# Isoperimetric inequality and OMT

## The classic isoperimetric inequality

A very interesting application of optimal transport is a proof of the isoperimetric inequality. The first proof with an OMT argument is due to Gromov and the main tool is the Knothe's map. [1]. This proof is based on an idea by Knothe [2]. The classic isoperimetric inequality in ${\displaystyle \mathbb {R} ^{n}}$ states that the round ball has the minimal (n-1)-dimensional volume of the boundary among all the domains with a given fixed volume. This is equivalent to say that every set ${\displaystyle E}$ has a larger perimeter than the ball ${\displaystyle B}$ with the same volume. I will present this proof following the exposition given in chapter two in [3]. The usual way to state this is the following:

${\displaystyle \operatorname {Per} (E)\geq n\omega _{n}^{1/n}|E|^{1-1/n}.}$

Here ${\displaystyle \omega _{n}}$ is the volume of the unit ball in ${\displaystyle \mathbb {R} ^{n}}$. The idea of the proof is to construct a map T called Knothe transport and use it between the two densities: ${\displaystyle \mu ={\mathcal {L}}_{B}}$, the inequality will follow from some symmetries and consideration on the Jacobian determinant of this map.

## The Knothe's transport

For this part I will follow the first chapter in [4]. In some sense, it can be seen as a multidimension generalization of monotone rearrangement. Take any two measures ${\displaystyle \mu ,\nu \in {\mathcal {P}}(\mathbb {R} )}$ and define

${\displaystyle F(x)=\int _{-\infty }^{x}d\mu (t),{\text{ }}G(y)=\int _{-\infty }^{x}d\nu (t)}$,

This maps may not be well defined, since at some points the measures may have a delta. For the purpose of this exposition we will assume that those functions are well defined, for the precise definition and convention to include the mass of the deltas in the integral. It follow easily from the definition that those maps are not decreasing. We now define ${\displaystyle G^{-1}(y)=\inf {\{t\in \mathbb {R} |G(t)>y\}}}$. We are now ready to define the following monotone rearrangement map :

${\displaystyle T=G^{-1}\circ F:\mathbb {R} \longrightarrow \mathbb {R} }$.

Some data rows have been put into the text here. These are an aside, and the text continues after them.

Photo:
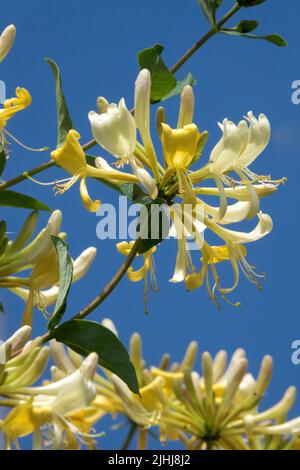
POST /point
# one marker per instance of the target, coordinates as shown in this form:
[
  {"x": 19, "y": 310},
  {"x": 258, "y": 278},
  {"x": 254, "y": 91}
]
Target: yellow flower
[
  {"x": 180, "y": 145},
  {"x": 71, "y": 158},
  {"x": 14, "y": 105},
  {"x": 54, "y": 403}
]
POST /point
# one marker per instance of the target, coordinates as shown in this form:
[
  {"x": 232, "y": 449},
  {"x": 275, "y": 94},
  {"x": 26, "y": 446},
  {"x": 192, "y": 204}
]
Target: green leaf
[
  {"x": 250, "y": 3},
  {"x": 65, "y": 280},
  {"x": 272, "y": 38},
  {"x": 2, "y": 159},
  {"x": 64, "y": 121},
  {"x": 275, "y": 39},
  {"x": 26, "y": 232},
  {"x": 85, "y": 337},
  {"x": 208, "y": 10},
  {"x": 13, "y": 199},
  {"x": 188, "y": 80},
  {"x": 163, "y": 81},
  {"x": 246, "y": 26}
]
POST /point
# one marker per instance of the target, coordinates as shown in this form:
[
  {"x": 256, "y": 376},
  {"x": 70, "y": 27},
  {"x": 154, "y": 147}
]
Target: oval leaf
[
  {"x": 163, "y": 81},
  {"x": 65, "y": 280},
  {"x": 64, "y": 121},
  {"x": 85, "y": 337},
  {"x": 13, "y": 199}
]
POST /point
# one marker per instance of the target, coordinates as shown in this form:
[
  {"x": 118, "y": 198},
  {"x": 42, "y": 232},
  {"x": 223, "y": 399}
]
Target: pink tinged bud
[{"x": 7, "y": 39}]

Note that this map is also not decreasing. In the case that our first density ${\displaystyle \mu }$ has no deltas then it can be shown that ${\displaystyle T}$ is indeed a transport map (Theorem 1.4.7). To prove the isoperimetric inequality we only use the fact that this map is a transport map and its nondecreasing but we also know, from Benier's theorem, that ${\displaystyle T}$ is is also a optimal transport map. We now move to the two dimensional case: the key ingredient to the Knothe transport map is what is known as the disintegration theorem 1.4.10: Given ${\displaystyle \mu \in {\mathcal {P}}(\mathbb {R} ^{2})}$ and let ${\displaystyle \mu _{1}=\pi _{1}\#\mu \in {\mathcal {P}}(\mathbb {R} )}$ where ${\displaystyle \pi _{1}}$is the projection on the first component of ${\displaystyle \mathbb {R} ^{2}}$: ${\displaystyle \pi _{1}(x_{1},x_{2})=x_{1}}$, Then there exist an uncountable family of probability measures ${\displaystyle (\mu _{x_{1}})_{x_{1}\in \mathbb {R} }\subset {\mathcal {P}}(\mathbb {R} )}$ such that for any ${\displaystyle \phi :\mathbb {R} ^{2}\longrightarrow \mathbb {R} }$ continuous and bounded we have that:

${\displaystyle \int _{\mathbb {R} ^{2}}\phi (x_{1},x_{2})d\mu (x_{1},x_{2})=\int _{\mathbb {R} }{\Bigg (}\int _{\mathbb {R} }\phi (x_{1},x_{2})d\mu _{x_{1}}(x_{2}){\Bigg )}d\mu _{1}(x_{1})}$. The disintegration of the measure ${\displaystyle \mu }$ is often also denoted as ${\displaystyle \mu =\mu _{x_{1}}\otimes \mu _{1}=\mu _{x_{1}}(dx_{2})\otimes \mu _{1}(dx_{1})}$. Now we are ready to construct the Knothe map.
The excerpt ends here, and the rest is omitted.